# Congenital chloride diarrhoea in a Chinese infant with a compound heterozygous SLC26A3 mutation

**Authors:** Qian Li, Jing Wang, Ruixian Zang, Lichun Yu, Zhenle Yang, Shuzhen Sun

PMC · DOI: 10.1186/s12887-024-04788-x · BMC Pediatrics · 2024-05-04

## TL;DR

A Chinese infant with severe diarrhea and electrolyte issues was found to have a rare genetic disorder caused by mutations in the SLC26A3 gene.

## Contribution

The paper reports a novel compound heterozygous SLC26A3 mutation in a Chinese infant with congenital chloride diarrhoea.

## Key findings

- The infant had a compound heterozygous SLC26A3 mutation (c.269_270dup and c.2006 C > A).
- Symptoms included severe dehydration, hypokalaemia, and metabolic alkalosis.
- Treatment with oral sodium and potassium chloride reduced stool frequency.

## Abstract

Congenital chloride diarrhoea (CCD) is an autosomal recessive condition that causes secretory diarrhoea and potentially deadly electrolyte imbalances in infants because of solute carrier family 26 member 3 (SLC26A3) gene mutations.

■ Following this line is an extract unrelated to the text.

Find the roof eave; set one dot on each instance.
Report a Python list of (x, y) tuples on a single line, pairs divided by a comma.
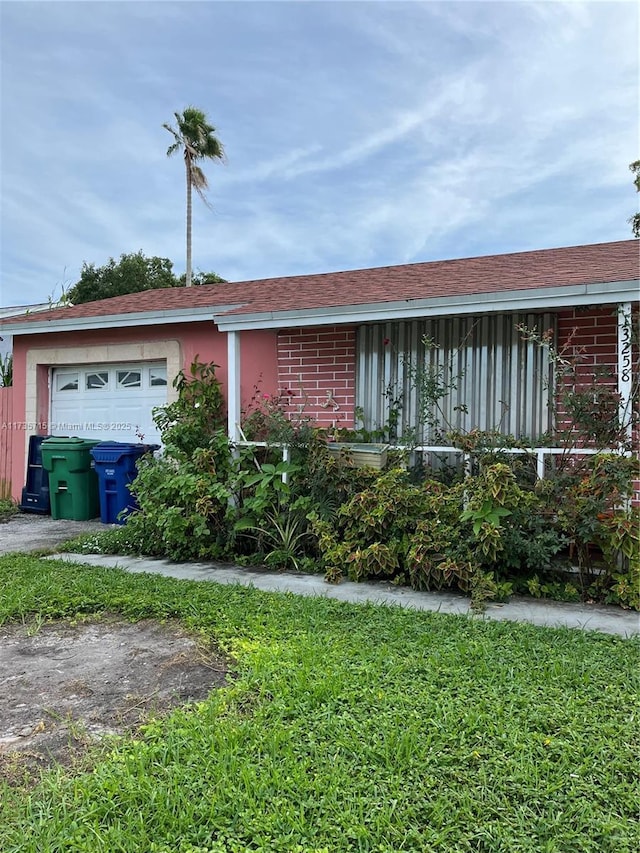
[(115, 321), (543, 298)]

A 7-month-old Chinese infant with a history of maternal polyhydramnios presented with frequent watery diarrhoea, severe dehydration, hypokalaemia, hyponatraemia, failure to thrive, metabolic alkalosis, hyperreninaemia, and hyperaldosteronaemia. Genetic testing revealed a compound heterozygous SLC26A3 gene mutation in this patient (c.269_270dup and c.2006 C > A). Therapy was administered in the form of oral sodium and potassium chloride supplements, which decreased stool frequency.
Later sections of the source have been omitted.